For tankmates I'd suggest maybe some Chinese Algae Eaters, or some kind of pleco that won't grow too big and actually eats algea. As most of the food you'll be feeding is the floating kind I wouldn't bother with any kind of catfish or cory since the bottom will be fairly clean anyhow. I'd strongly strongly reccomend dither fish, such as a school of tetras, danios or tiger barbs. My convict tank was very boring and everyone hid in their caves until I added dithers, now the tank is nonstop activity. Feed them Hikari Gold Color Enhancing Pellets, that's what mine are on and they're healthy and have beatiful colors.

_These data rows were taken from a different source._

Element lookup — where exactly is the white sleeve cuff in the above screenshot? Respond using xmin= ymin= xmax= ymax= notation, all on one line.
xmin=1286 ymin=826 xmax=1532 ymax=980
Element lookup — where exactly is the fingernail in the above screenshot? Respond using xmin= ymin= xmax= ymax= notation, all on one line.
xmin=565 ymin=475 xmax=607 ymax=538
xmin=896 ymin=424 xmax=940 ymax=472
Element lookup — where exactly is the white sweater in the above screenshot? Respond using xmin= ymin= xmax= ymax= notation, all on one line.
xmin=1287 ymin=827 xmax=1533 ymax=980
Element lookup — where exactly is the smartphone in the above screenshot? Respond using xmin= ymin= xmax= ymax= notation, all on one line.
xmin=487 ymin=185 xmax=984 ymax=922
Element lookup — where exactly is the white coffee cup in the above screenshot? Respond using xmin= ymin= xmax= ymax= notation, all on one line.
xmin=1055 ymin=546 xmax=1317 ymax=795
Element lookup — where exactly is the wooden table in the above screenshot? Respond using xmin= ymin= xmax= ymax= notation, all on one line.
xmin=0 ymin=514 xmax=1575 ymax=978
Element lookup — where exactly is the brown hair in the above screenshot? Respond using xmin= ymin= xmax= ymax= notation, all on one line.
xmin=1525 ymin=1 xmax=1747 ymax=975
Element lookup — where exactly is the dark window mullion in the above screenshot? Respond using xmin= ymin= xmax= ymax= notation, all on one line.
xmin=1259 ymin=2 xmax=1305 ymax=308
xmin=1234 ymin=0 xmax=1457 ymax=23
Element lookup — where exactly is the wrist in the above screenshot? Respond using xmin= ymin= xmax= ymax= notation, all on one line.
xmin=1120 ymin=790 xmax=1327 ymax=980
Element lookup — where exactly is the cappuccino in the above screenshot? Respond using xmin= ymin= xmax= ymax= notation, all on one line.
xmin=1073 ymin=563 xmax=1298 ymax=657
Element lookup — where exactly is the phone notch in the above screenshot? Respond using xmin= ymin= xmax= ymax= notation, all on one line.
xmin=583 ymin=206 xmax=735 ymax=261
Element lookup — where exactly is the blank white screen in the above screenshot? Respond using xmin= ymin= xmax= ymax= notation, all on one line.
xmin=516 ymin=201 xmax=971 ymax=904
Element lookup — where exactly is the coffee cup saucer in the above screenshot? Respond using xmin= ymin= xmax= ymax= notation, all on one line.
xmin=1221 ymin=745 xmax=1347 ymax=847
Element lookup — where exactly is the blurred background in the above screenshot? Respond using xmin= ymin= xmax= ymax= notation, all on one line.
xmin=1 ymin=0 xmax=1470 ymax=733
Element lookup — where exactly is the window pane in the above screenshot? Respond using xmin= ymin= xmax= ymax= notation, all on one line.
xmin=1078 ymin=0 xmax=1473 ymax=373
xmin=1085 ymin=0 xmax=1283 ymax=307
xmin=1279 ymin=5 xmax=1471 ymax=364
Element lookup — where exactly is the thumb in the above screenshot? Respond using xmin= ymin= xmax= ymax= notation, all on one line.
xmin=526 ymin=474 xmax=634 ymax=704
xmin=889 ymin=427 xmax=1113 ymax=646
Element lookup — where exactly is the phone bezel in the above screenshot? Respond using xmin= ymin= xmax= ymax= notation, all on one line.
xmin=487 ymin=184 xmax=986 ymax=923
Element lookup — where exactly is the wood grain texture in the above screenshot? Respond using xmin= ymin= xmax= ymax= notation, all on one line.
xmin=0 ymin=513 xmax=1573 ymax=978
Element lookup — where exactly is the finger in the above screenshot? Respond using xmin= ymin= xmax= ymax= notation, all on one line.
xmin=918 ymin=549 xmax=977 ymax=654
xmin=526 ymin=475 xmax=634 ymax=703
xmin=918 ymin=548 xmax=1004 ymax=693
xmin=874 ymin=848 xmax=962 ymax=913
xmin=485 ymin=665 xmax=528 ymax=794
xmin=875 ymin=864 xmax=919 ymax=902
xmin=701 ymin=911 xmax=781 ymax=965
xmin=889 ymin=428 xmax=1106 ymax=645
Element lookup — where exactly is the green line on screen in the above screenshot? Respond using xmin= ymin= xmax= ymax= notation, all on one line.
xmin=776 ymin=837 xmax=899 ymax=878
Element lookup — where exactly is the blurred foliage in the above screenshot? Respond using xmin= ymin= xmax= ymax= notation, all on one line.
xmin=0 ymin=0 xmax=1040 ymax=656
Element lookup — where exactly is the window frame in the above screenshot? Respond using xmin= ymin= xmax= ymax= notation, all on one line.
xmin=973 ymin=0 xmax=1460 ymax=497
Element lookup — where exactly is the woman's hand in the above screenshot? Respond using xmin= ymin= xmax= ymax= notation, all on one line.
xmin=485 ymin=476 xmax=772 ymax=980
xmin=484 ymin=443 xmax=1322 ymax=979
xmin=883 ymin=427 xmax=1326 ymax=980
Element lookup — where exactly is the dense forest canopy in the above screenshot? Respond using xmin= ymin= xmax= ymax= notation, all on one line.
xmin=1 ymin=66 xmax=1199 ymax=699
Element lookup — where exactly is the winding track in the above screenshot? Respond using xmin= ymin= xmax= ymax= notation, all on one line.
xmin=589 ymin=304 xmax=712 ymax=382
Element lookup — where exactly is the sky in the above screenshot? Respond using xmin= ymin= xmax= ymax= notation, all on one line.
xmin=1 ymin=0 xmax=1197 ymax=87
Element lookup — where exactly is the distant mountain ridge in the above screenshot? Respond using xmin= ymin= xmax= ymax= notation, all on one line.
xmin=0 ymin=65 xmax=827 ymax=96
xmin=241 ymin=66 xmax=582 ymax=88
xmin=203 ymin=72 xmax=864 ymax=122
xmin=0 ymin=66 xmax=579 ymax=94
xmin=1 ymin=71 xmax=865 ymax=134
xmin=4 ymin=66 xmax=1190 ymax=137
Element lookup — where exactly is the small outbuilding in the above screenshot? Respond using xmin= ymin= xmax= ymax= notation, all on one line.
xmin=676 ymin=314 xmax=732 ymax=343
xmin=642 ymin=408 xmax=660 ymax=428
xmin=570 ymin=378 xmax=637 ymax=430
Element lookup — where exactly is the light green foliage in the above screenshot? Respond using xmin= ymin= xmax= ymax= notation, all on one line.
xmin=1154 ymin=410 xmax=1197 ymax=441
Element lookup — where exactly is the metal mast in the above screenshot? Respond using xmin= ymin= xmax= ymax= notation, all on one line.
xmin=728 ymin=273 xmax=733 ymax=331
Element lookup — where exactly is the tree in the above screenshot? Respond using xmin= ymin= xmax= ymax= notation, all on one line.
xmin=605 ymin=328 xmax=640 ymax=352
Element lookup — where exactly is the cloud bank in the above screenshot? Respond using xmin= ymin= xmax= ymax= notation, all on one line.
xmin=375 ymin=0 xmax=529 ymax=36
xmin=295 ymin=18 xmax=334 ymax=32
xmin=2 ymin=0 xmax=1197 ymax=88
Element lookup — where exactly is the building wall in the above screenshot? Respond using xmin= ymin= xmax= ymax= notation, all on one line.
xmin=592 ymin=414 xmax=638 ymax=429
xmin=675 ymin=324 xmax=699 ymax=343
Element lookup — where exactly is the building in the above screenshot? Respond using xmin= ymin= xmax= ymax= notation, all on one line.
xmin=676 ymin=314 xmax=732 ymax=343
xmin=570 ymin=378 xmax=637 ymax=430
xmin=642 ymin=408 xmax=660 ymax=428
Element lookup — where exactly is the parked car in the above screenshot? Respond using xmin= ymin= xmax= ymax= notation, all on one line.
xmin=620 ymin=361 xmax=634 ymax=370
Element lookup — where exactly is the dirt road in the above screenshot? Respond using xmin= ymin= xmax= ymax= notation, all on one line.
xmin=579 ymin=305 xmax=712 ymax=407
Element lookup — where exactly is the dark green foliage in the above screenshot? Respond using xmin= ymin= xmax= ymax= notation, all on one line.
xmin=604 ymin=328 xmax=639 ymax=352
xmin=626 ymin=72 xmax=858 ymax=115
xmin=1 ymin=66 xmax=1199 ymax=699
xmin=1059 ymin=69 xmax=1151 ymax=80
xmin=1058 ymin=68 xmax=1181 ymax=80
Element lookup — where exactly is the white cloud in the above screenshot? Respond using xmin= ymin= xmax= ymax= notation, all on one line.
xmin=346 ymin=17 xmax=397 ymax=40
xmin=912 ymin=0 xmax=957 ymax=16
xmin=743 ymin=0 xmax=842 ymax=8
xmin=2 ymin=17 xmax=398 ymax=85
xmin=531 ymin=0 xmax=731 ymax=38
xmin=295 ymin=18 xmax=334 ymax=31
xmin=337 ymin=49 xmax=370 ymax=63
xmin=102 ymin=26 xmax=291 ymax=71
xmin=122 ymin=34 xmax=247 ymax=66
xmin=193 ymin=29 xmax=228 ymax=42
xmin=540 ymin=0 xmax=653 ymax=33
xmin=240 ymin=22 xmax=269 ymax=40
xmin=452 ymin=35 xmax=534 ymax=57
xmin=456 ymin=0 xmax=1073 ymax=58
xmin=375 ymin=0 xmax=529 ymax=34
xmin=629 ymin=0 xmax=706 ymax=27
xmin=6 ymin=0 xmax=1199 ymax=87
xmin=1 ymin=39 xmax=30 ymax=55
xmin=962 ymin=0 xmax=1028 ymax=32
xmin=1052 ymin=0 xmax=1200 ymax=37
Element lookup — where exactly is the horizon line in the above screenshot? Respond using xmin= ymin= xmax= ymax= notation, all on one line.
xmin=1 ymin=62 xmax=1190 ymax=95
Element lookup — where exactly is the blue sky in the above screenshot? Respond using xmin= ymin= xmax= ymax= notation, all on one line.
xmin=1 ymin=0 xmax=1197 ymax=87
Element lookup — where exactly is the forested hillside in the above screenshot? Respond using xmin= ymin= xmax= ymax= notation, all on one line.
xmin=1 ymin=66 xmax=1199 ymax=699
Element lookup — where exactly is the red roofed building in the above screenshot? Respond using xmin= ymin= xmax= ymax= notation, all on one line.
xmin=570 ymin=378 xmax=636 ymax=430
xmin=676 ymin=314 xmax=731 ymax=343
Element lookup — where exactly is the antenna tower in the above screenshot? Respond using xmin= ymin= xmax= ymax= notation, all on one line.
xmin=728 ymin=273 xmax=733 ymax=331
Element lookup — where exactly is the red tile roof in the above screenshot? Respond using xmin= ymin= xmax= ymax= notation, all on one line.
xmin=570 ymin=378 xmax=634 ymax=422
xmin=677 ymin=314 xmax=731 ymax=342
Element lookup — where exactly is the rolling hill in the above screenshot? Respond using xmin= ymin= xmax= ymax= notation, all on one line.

It costs slightly more but in the end it really doesn't add up to much more of a significant investment.


----------



## Burf (Nov 3, 2003)

> I'd strongly strongly reccomend dither fish, such as a school of tetras, danios or tiger barbs.


i'd definatly reccomend tiger barbs


----------



## MR.FREEZ (Jan 26, 2004)

more sh*t to look over


----------



## lemmywinks (Jan 25, 2004)

get a pair, they are very cool. and in a 20g you cant really keep much w/ a pair. they will not even allow dither fish to live with them once they get about 3-4" long. feed them a variety of pellets, earthworms, krill, and blood worms.


----------



## BootyBandit (Aug 29, 2004)

My favorite "dither fish" are Giant Danios they are really quick 4 of them should be fine with a pair of convicts


----------



## zygapophysis (Jul 16, 2004)

well if i just got one pair would they breed? i kinda want them to seeing that it would be cool to watch and p food!, also id definatly like to add some tiger babrbs cause i love them!, how big will teh convicts get>?


----------



## zygapophysis (Jul 16, 2004)

also what should i do about decorations clay pots i see alot, maybe some slate drift wood and plants?


----------



## lemmywinks (Jan 25, 2004)

yes one pair will breed. mine lay a new batch of eggs every 2 weeks. you could add some tiger barbs but I highly doubt if they will live with them for life. ususlly male cons get 6-7" while females only get 5, maybe 6". and decorations will be moved since they love to dig and root up plants, but good decor would be driftwood, slate, other rocks/caves, and plastic plants/


----------



## elTwitcho (Jun 22, 2004)

zyga, everything but the plants, plants are gonna get moved all over.


----------



## zygapophysis (Jul 16, 2004)

ok sounds good, ill propaly be gettin some this weekend if i can get a male and a female, females have pink on their bellys right, thanks for all the help


----------



## MR.FREEZ (Jan 26, 2004)

mr.freez said:


> more sh*t to look over


 /\



> also what should i do about decorations clay pots i see alot, maybe some slate drift wood and pla





> how big will teh convicts get>?


----------